The probability of an intrusion of a Western nuclear power plant is extremely low due to intense physical and electronic security. “There has never been [a terrorist attack on a nuclear plant], and there appears to be no evidence that a plan to attack a nuclear power plant has ever moved beyond the basic planning phase in any terrorist group,” said Robert Wilson, an energy analyst. The only reported successful intrusions of a working nuclear facility have been led by activists who sought to send anti-nuclear messages.

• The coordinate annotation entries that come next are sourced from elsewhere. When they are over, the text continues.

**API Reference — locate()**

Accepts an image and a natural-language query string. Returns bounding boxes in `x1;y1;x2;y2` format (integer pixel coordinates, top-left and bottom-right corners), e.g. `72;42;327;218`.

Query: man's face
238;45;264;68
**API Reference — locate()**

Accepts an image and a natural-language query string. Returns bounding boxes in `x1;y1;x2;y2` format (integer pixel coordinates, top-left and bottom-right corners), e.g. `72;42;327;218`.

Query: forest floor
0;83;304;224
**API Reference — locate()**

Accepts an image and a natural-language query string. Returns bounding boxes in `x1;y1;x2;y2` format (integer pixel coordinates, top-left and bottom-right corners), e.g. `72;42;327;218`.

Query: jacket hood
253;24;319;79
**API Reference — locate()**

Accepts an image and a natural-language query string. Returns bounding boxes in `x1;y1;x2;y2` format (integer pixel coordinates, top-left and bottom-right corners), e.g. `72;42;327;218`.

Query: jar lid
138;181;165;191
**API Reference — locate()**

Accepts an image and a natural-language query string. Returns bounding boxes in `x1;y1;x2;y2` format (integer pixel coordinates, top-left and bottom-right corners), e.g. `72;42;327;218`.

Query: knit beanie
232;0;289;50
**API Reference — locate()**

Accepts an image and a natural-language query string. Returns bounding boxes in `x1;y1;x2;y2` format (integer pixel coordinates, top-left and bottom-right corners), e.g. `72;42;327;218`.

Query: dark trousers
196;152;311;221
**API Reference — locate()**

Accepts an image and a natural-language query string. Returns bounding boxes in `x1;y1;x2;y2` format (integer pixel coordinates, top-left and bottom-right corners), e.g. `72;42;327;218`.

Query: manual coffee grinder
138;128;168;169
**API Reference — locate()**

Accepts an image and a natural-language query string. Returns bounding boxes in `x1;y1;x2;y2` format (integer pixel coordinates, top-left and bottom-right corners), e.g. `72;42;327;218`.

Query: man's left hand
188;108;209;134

Opponents of new nuclear plants construction have claimed that terrorists could one day crash a jumbo jet loaded with fuel into a nuclear plant’s containment dome. Engineers at Entergy, the operator of New York’s Indian Point power plant, are confident that a dome’s three to six feet concrete walls reinforced with embedded steel bars and a half-inch steel liner could withstand a collision with a large airliner. Should a fire ignite after a jumbo jet collides with a plant’s containment dome, a 2006 review by the U.S. Nuclear Regulatory Commission to Congress concluded that the “likelihood of both damaging the reactor core and releasing radioactivity that could affect public health and safety is low.”

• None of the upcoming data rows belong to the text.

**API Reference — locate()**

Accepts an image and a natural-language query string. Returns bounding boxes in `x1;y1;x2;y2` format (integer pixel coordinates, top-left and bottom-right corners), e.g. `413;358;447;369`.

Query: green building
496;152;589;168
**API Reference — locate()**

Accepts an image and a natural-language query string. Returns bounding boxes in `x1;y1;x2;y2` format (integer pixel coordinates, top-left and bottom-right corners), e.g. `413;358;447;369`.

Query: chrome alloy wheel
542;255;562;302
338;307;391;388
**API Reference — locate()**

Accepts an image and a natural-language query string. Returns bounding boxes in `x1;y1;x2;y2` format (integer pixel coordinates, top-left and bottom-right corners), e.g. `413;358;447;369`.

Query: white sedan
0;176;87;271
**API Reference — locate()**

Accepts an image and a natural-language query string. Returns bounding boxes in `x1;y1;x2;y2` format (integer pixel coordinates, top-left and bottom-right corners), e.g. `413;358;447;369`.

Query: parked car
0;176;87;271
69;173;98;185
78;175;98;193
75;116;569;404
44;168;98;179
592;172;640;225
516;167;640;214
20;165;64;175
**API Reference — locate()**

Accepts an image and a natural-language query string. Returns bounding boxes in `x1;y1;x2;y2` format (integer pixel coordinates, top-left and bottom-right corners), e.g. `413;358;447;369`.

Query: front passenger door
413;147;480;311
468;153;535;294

The risk of not building more nuclear power plants means an increasing reliance on fossil fuel which remains a major contributor to climate change. While alternative energy sources like wind and solar have gained popularity, “those energy sources cannot scale up fast enough to deliver cheap and reliable power at the scale the global economy requires,” wrote climate scientists Kenneth Caldeira of the Carnegie Institution, Kerry Emanuel at the Massachusetts Institute of Technology, James E. Hansen of Columbia University, and Tom Wigley of the National Center for Atmospheric Research and the University of Adelaide, in a letter to anti-nuclear power policy makers responsible for environmental policy. “There is no credible path to climate stabilization that does not include a substantial role for nuclear power,” the scientists added (see “Climate scientists say renewables are not enough,” HSNW, 13 November 2013; and “Leading climate scientists urge support for nuclear power,” HSNW, 5 November 2013).